In particular, the population-based stochastic methods are known for their good exploration abilities; when optimal balance between the exploration and exploitation is found, they can be reliable and efficient global optimizers. This is because at each generation/iteration a whole population of potential solutions is improved rather than a single solution. A variety of population-based stochastic methods have been proposed for chemical engineering applications including the modeling of phase equilibrium, e.g. [26], [27], [28], [29]. Specifically, genetic algorithms (GAs) and differential evolution with tabu list (DETL) have been very successful for performing phase equilibrium calculations in non-reactive systems [26], [28]. However, to the best of our knowledge, there are no studies on the performance of both these strategies for G minimization in systems subject to chemical equilibrium. These methods are suitable and promising for overcoming the numerical difficulties of this global optimization problem.

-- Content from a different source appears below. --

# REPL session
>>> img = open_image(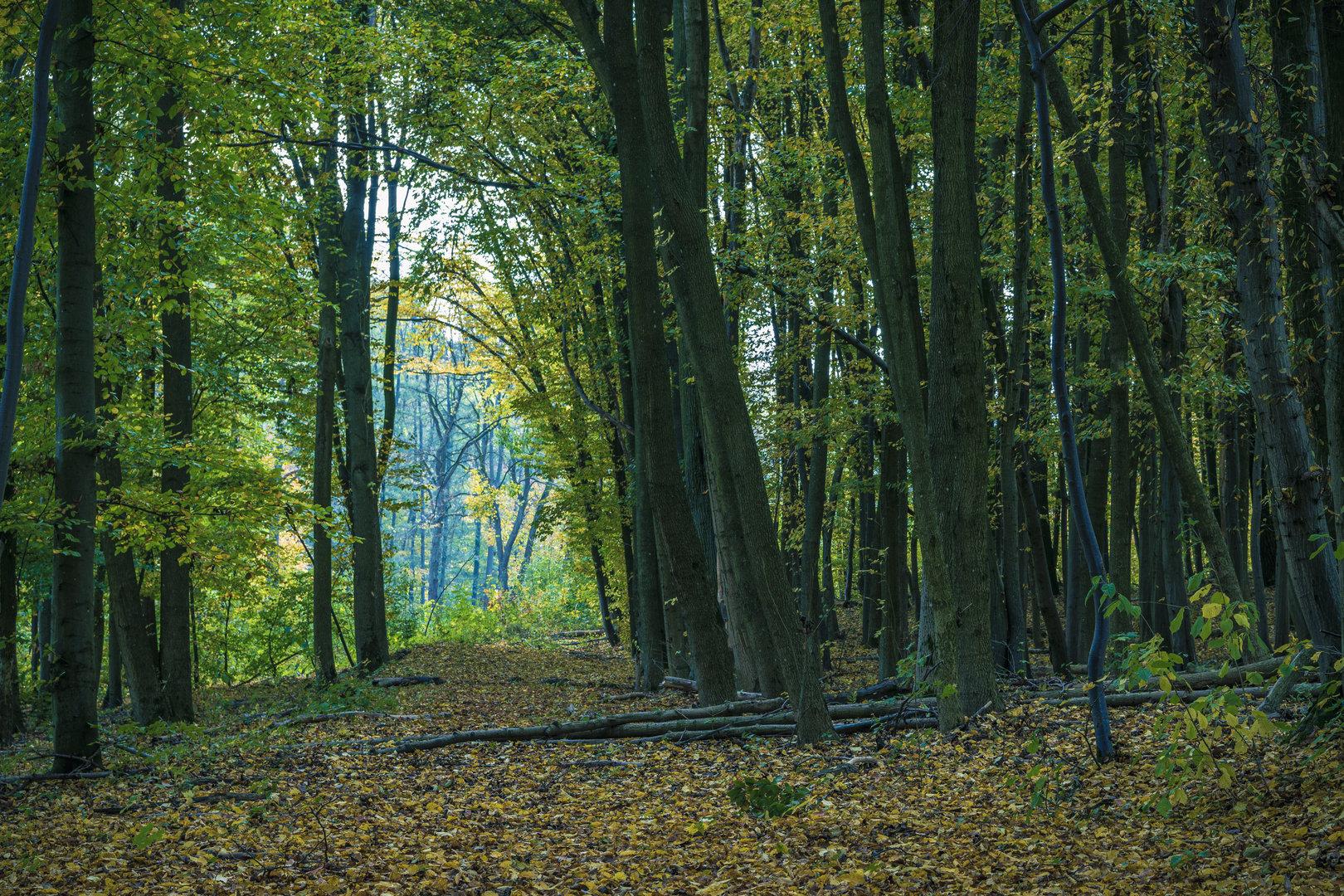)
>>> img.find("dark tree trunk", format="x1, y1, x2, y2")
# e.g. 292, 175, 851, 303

In this study, the constrained and unconstrained Gibbs free energy minimization in reactive systems have been analyzed and used to assess the performance of GA and DETL. Specifically, the numerical performance of these stochastic methods have been tested using both conventional and transformed composition variables as the decision vector for G minimization, and their relative strengths are discussed. The results of GA and DETL are compared with those obtained using SA, which has shown a competitive performance in reactive phase equilibrium calculations [19]. Our results on a variety of reactive systems indicate that DETL is superior to SA and GA for both the constrained and unconstrained Gibbs free energy minimization in reactive systems.